2. The method as claimed in claim 1, wherein in step (a), the functionalized colloidal particles are formed by subjecting a plurality of colloidal particles to surface modification using a surface modifying agent that contains a hydrophobic functional group or a hydrophilic functional group.

3. The method as claimed in claim 2, wherein the colloidal particles are manufactured by a sol-gel process or an emulsifier-free emulsion polymerization process.

4. The method as claimed in claim 3, wherein the colloidal particles have an average particle size ranging from 120 nm to 250 nm and a polydispersity index (PDI) ranging from 0.02 to 0.06.

5. The method as claimed in claim 1, wherein in step (b), the first mixture is subjected to a solid-liquid separation process to remove the solvent, followed by adding the polymer solution to disperse the functionalized colloidal particles.

6. The method as claimed in claim 1, wherein the functionalized colloidal particles are present in an amount ranging from 20 wt % to 50 wt % based on 100 wt % of the second mixture.

7. The method as claimed in claim 1, wherein the functionalized colloidal particles have an average center-to-center distance ranging from 100 nm to 400 nm.

8. The method as claimed in claim 1, wherein in step (c), the initiator is a thermal initiator.

9. The method as claimed in claim 8, wherein in step (e), the cross-linking reaction is carried out by heating the mold having the fourth mixture therein at a temperature ranging from 40° C. to 70° C.

10. The method as claimed in claim 1, wherein in step (c), the initiator is a photoinitiator.

11. The method as claimed in claim 10, wherein in step (e), the cross-linking reaction is carried out by irradiating the mold having the fourth mixture therein with ultraviolet light.

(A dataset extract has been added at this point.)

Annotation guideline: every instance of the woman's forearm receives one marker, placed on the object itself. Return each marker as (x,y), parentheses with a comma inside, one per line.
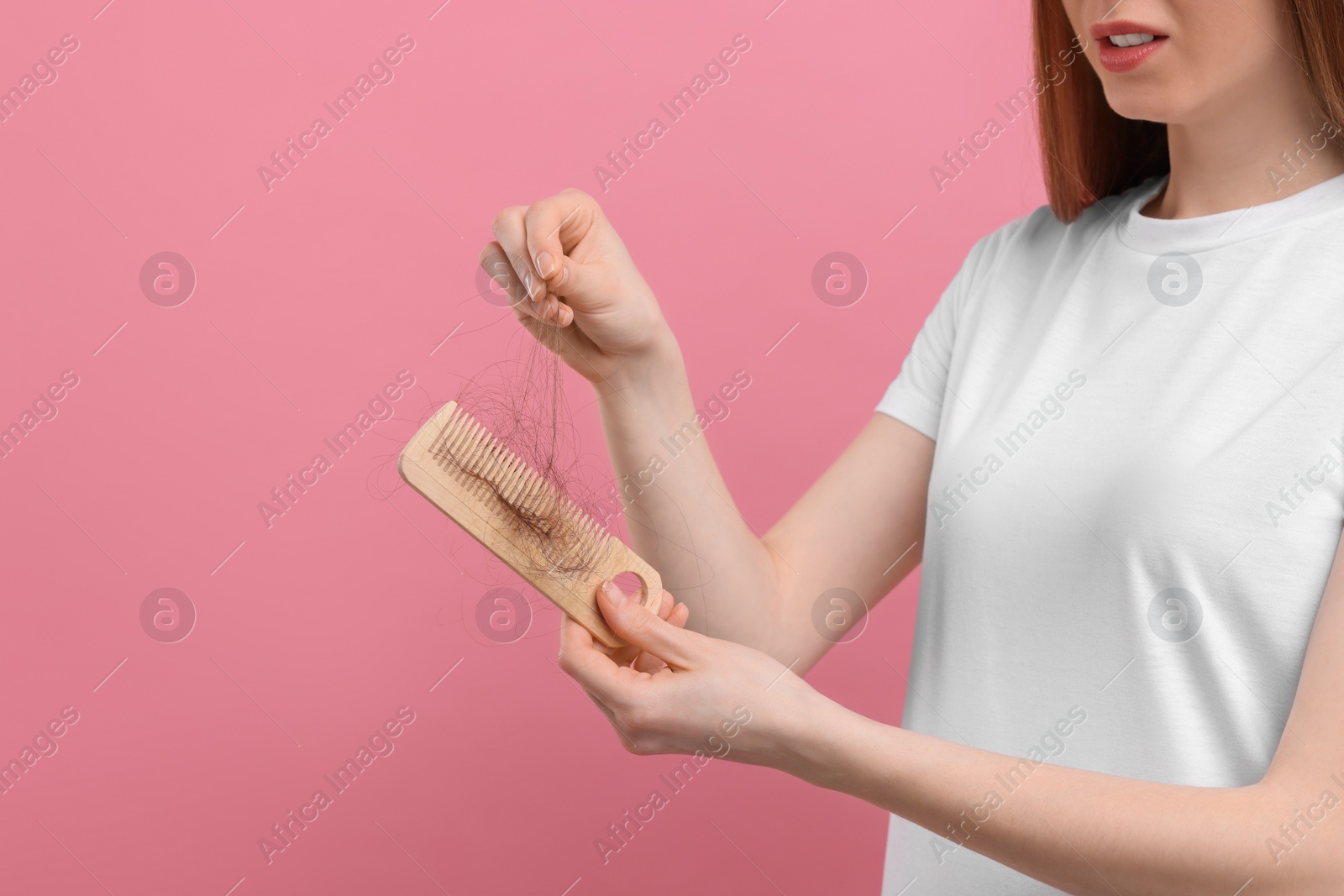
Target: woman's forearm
(1079,831)
(678,508)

12. The method as claimed in claim 1, wherein the polymer solution in step (b), the second mixture in step (c), or the fourth mixture in step (d) is further added with an agent.

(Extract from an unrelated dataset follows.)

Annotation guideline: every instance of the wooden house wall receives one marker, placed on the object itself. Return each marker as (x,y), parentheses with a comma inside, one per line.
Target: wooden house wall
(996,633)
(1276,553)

13. The method as claimed in claim 12, wherein the agent is selected from the group consisting of a dye, a surfactant, luminous particles, and combinations thereof.

14. The method as claimed in claim 1, wherein in step (c), the pattern is formed by controlling at least one of an injection direction along which the third mixture is injected into the mold, and a motion mode of the mold.

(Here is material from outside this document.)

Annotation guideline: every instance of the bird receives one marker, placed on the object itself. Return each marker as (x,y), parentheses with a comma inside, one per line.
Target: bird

15. The method as claimed in claim 14, wherein the motion mode of the mold includes at least one of a shaking mode and a rotating mode.

16. A play-of-color product, comprising: a body portion; anda play-of-color article that covers a surface of the body portion or is embedded in a surface region of the body portion, and that includes a polymer body obtained by cross-linking and solidifying polymers and a plurality of functionalized colloidal particles uniformly dispersed in the polymer body, each of the functionalized colloidal particles having a core that is derived from a colloidal particle, and a modified layer that is formed on part of a surface of the core.

17. The play-of-color product as claimed in claim 16, wherein the functionalized colloidal particles have an average particle size ranging from 120 nm to 250 nm.

18. The play-of-color product as claimed in claim 16, wherein the functionalized colloidal particles have a polydispersity index (PDI) of particle size distribution ranging from 0.02 to 0.06, and an average center-to-center distance ranging from 100 nm to 400 nm.

19. A play-of-color article, which is manufactured by the method as claimed in claim 1, comprising: a polymer body that is obtained by cross-linking and solidifying polymers;a plurality of functionalized colloidal particles that are uniformly dispersed in the polymer body, each of the factionalized colloidal particles having a core that is derived from a colloidal particle, and a modified layer that is formed on part of a surface of the core.